Georges Darien était jusqu'à présent le nom d'un auteur méconnu du début du siècle. Quelques initiés le prononçaient avec délectation et regrettaient qu'il ne se trouvât personne d'intelligent et d'avisé pour rééditer l'ouvrage qui passe pour son chef-d'oeuvre :
le Voleur, dont la publication, en 1897, passa presque inaperçue. C'est désormais chose faite : le jeune éditeur d'Histoire d'O a tenté l'aventure et il n'a pas lieu de s'en plaindre : signalé à l'attention publique par le Prix des bouquinistes et une intelligente publicité.

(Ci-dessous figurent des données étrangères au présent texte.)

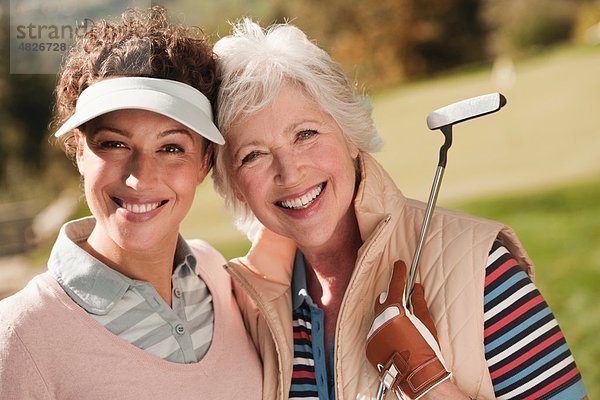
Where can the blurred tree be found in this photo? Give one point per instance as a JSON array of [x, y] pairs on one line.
[[25, 109], [517, 27], [387, 41]]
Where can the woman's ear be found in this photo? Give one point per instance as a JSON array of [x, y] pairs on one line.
[[79, 139], [207, 162], [354, 151]]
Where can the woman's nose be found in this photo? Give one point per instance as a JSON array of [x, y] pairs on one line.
[[142, 172], [288, 169]]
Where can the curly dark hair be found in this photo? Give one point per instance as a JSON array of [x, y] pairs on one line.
[[142, 43]]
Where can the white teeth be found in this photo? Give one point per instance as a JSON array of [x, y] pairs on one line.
[[303, 201], [140, 208]]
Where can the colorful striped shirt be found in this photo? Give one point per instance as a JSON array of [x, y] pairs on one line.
[[526, 352]]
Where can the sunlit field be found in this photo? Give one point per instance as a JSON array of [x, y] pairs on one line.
[[518, 166]]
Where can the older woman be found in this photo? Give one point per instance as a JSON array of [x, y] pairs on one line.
[[328, 225], [128, 309]]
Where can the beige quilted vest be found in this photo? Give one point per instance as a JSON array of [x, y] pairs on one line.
[[452, 271]]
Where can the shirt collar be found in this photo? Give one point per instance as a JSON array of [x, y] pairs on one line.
[[93, 285], [299, 287]]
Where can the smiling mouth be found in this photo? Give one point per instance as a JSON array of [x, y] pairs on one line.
[[139, 208], [303, 201]]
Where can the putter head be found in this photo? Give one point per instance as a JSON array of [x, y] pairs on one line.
[[465, 110]]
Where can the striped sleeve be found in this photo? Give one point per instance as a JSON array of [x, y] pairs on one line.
[[526, 352]]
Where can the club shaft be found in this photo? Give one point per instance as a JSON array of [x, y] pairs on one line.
[[435, 189]]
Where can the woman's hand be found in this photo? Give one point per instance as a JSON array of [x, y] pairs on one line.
[[402, 347]]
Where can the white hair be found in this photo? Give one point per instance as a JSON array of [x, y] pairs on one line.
[[253, 64]]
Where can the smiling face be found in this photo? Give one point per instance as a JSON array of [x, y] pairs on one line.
[[293, 166], [140, 171]]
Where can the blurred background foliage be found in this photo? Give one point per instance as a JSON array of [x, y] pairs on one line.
[[379, 43]]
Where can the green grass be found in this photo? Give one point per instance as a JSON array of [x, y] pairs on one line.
[[547, 136], [560, 229]]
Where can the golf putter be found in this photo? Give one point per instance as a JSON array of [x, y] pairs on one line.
[[444, 118]]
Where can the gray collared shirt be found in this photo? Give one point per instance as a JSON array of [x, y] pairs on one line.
[[132, 309]]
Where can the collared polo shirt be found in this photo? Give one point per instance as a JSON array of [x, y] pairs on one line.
[[132, 309]]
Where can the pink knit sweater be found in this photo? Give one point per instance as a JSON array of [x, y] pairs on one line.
[[50, 348]]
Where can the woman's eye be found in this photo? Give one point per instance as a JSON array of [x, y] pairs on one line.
[[112, 144], [306, 133], [253, 155], [172, 148]]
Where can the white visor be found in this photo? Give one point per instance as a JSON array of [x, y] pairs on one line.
[[172, 99]]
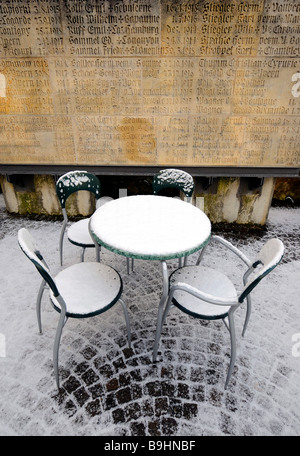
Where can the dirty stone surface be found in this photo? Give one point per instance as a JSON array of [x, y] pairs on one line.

le Voleur, soixante ans après, connaît le succès mérité que lui avaient refusé nos pères.
La personnalité de
Georges Darien est pour beaucoup dans l'échec d'une carrière littéraire qu'il tenta de poursuivre sur plusieurs plans : roman, pamphlet,
journalisme, théâtre, sans réussir à ruiner cette conspiration du silence (car il est impossible d'éprouver de l'indifférence à son égard) qui s'établissait naturellement à la parution de ses oeuvres Darien était anarchiste, mais anarchiste comme on ne l'est plus aujourd'hui, en rupture de ban aussi bien avec la révolution qu'avec l'ordre établi, plus précisément individualiste forcené, qui prônait la libération totale des instincts et se disait lui-même engagé dans une lutte sauvage contre la société. Il méprisait
Flaubert, les partisans de l'art pour l'art tout autant que les naturalistes ou « les romanciers de la larme à l'oeil ». Il voulait faire du roman une « arme qui battrait en brèche les murailles de la société bourgeoise, qui lancerait contre les murailles du capital d'énormes quantités de rocs qui les feraient crouler...» Mais, ajoutait-il, car de cette conviction elle-même il n'était pas dupe, « il faudrait pour ça tant de choses, que la société peut dormir tranquille. Elles ne feront pas beaucoup de mal à ses cloches à melons, les pierres que la catapulte romanesque enverra dans son jardin ». Et il ne se faisait pas d'illusions non plus sur le pouvoir « révolutionnaire » de la littérature. La bourgeoisie fin de siècle semble s'intéresser au roman à thèse, au roman « social ». C'est qu'elle souffre pour le moment, écrit Darien, « d'une indigestion de panade littéraire », elle « retournera à la panade, une fois l'indigestion passée. D'instinct, elle exècre les brutalités dans ses livres, il ne lui faut que du bleu ou du gris. C'est naturel après tout. Que voit-elle de noir dans l'existence ? Rien. Des truffes ». Faut-il se tourner vers le peuple « le peuple ne lit pas. Il relit. Il ne consent à avaler que des choses déjà mâchées par le bourgeois et qu'on lui ressert dans ces auges banales qu'on appelle les magazines ». Par suite, l'art ne peut pas vivre, la belle oeuvre est étouffée dès sa naissance : « le chef-d'oeuvre est individuel, il existe; par lui-même et tout en existant pour tous, il sait n'exister que pour un... il est une protestation véhémente et superbe de la Liberté et de la Beauté contre la Laideur qui le défigure et la servitude qui pèse sur lui...» Il fait entendre une voix « qui chante la grandeur de l'Individu et la haute majesté de la nature : cette voix fière qui étouffe les bégaiements honteux de pleutres qui font les lois et des troupeaux de couards qui leur obéissent. Voilà pourquoi sans doute les gouvernements nés du capital et du monopole font, tout ce qu'ils peuvent pour écraser l'Art qui les terrorise et ont une telle haine du chef-d'oeuvre ».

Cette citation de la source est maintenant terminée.